Chapter 13 Econometrics with GPUs

GPUs have been used for a while in computational economics (see Aldrich (2014) for an overview of early applications in economics). However, until recently most of the work building on GPUs in economics has focused on solving economic models numerically (see, e.g., Aldrich et al. (2011)) and more broadly on Monte Carlo simulation. In this chapter, we first look at very basic GPU computation with R before having a look at the nowadays most common application of GPUs in applied econometrics, machine learning with neural networks.

13.1 OLS on GPUs

In a first simple tutorial, we have a look at how GPUs can be used to speed up basic econometric functions, such as the implementation of the OLS estimator. To this end, we will build on the gpuR package introduced in Chapter 5. To keep the example code simple, we follow the same basic set-up to implement and test our own OLS estimator function as in Chapter 3. That is, we first generate a sample based on (pseudo-)random numbers. To this end, we first define the sample size parameters n (the number of observations in our pseudo-sample) and p (the number of variables describing each of these observations) and then initialize the dataset X.

set.seed(1)
# set parameter values
n <- 100000
p <- 4 
# generate a design matrix (~ our 'dataset') 
# with p variables and n observations
X <- matrix(rnorm(n*p, mean = 10), ncol = p)
# add column for intercept
#X <- cbind(rep(1, n), X)

Following exactly the same code as in Chapter 3, we can now define what the real linear model that we have in mind looks like and compute the output y of this model, given the input X.

# MC model
y <-  1.5*X[,1] + 4*X[,2] - 3.5*X[,3] + 0.5*X[,4] + rnorm(n)

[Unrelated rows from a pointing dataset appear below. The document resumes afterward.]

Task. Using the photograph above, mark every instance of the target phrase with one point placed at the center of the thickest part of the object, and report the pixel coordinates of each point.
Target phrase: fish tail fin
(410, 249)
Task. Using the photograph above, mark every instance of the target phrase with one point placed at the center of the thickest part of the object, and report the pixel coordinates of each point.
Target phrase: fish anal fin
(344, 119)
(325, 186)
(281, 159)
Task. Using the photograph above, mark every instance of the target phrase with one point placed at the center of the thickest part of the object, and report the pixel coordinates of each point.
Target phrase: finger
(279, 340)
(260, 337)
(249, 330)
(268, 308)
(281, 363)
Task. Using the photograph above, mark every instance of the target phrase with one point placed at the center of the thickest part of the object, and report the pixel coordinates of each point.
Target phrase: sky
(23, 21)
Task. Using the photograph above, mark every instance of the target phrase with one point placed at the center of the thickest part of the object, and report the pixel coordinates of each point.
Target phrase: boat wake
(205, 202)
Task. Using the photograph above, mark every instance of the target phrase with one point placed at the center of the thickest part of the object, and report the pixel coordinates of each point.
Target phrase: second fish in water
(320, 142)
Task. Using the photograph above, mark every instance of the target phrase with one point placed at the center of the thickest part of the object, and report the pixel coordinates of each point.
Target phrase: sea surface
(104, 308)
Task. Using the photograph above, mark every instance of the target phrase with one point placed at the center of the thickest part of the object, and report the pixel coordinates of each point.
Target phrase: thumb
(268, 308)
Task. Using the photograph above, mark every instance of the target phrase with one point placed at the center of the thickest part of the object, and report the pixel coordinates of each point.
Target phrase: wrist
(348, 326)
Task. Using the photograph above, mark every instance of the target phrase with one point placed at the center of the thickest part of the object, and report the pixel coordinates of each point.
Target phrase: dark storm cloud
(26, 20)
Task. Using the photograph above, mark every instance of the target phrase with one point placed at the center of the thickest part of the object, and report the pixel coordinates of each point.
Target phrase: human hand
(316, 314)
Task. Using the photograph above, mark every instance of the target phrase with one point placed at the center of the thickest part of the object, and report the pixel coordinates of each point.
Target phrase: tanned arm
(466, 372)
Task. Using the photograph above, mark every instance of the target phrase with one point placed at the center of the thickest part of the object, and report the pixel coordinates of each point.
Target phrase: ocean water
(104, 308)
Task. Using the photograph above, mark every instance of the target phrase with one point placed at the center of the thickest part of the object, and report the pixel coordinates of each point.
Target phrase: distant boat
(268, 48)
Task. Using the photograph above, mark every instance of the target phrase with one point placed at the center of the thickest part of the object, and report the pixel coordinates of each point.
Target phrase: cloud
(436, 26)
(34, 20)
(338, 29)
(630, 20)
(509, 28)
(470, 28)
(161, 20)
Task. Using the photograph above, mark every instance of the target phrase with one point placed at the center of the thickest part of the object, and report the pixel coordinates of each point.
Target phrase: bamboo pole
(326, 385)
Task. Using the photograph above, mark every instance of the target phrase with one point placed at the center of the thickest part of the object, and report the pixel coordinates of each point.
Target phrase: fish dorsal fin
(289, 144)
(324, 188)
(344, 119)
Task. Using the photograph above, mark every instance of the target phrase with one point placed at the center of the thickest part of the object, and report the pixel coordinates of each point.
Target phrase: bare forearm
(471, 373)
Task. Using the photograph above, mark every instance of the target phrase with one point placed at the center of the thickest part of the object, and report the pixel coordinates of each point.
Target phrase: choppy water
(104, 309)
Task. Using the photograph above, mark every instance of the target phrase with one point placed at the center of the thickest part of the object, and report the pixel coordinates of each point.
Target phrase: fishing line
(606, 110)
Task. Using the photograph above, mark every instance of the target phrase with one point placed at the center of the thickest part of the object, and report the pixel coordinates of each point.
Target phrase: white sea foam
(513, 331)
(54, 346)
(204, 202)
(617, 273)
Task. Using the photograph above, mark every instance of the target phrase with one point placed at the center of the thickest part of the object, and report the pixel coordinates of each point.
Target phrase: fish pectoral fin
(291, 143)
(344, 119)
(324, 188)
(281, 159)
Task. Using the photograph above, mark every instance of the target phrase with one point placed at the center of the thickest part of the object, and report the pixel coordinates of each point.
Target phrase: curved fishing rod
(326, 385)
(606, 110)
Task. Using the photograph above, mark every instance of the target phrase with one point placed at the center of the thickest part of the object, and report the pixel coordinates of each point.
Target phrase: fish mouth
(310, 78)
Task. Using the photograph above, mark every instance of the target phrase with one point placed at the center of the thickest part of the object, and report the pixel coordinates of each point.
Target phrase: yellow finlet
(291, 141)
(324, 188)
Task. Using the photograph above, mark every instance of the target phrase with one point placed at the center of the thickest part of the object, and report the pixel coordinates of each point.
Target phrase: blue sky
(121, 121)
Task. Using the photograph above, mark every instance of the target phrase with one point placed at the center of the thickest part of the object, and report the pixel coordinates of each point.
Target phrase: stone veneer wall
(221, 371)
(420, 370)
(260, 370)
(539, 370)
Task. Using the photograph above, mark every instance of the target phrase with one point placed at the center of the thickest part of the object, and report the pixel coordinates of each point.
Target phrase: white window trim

Now we re-implement our beta_ols function from Chapter 3 such that the OLS estimation is run on our local GPU. Recall that when computing on the GPU, we have the choice between keeping the data objects that go into the computation in RAM, or we can transfer the corresponding objects to GPU memory (which will further speed up the GPU computation). In the implementation of our beta_ols_gpu, I have added a parameter that allows switching between these two approaches. While setting gpu_memory=TRUE is likely faster, it might fail due to a lack of GPU memory (in all common desktop and laptop computers, RAM will be substantially larger than the GPU’s own memory). Hence, gpu_memory is set to FALSE by default.

beta_ols_gpu <- 
     function(X, y, gpu_memory=FALSE) {
          require(gpuR)
          
          if (!gpu_memory){
               # point GPU to matrix (matrix stored in non-GPU memory)
               vclX <- vclMatrix(X, type = "float")
               vcly <- vclVector(y, type = "float")
               # compute cross products and inverse
               XXi <- solve(crossprod(vclX,vclX))
               Xy <- crossprod(vclX, vcly) 
          } else {
               # point GPU to matrix (matrix stored in non-GPU memory)
               gpuX <- gpuMatrix(X, type = "float")
               gpuy <- gpuVector(y, type = "float")
               # compute cross products and inverse
               XXi <- solve(crossprod(gpuX,gpuX))
               Xy <- t(gpuX)  %*% gpuy
          }
          beta_hat <- as.vector(XXi  %*% Xy)
          return(beta_hat)
     }

Now we can verify whether the implemented GPU-run OLS estimator works as expected.

beta_ols_gpu(X,y)
## [1]  1.5037  3.9997 -3.5036  0.5003
beta_ols_gpu(X,y, gpu_memory = TRUE)
## [1]  1.5033  3.9991 -3.5029  0.5005

Note how the coefficient estimates are very close to the true values. We can rest assured that our implementation of a GPU-based OLS estimator works fairly well. Also note how simple the basic implementation of functions to compute matrix-based operations on the GPU is through the gpuR package.

13.2 A word of caution

From just comparing the number of threads of a modern CPU with the number of threads of a modern GPU, one might get the impression that parallelizable tasks should always be implemented for GPU computing. However, whether one approach or the other is faster can depend a lot on the overall task and the data at hand. Moreover, the parallel implementation of tasks can be done more or less well on either system. Really efficient parallel implementation of tasks can take a lot of coding time (particularly when done for GPUs).67

As it turns out, the GPU OLS implementation above is actually a good example of a potential pitfall. While, as demonstrated in Chapter 4, matrix operations per se are likely much faster on GPUs than CPUs, the simple beta_ols_gpu() function implemented above involves more than the simple matrix operations. The model matrix as well as the vector of the dependent variable first had to be prepared for these operations (either a pointer for the GPU to the object in RAM had to be created or the objects had to be transferred to GPU memory). Finally, the computed values need to be transferred back to a normal R-object (at least if we want to make the output consistent with our simple beta_ols() implementation from Chapter 3). All of these steps create an additional overhead in terms of computing time.68 Depending on the problem at hand, this overhead resulting from preparatory steps before running the actual computations on the GPU might be dwarfed by the efficiency gain if the computing task is much more demanding then what is involved in OLS. The section on TensorFlow/Keras below points to exactly such a setting, where GPUs are typically much faster than CPUs.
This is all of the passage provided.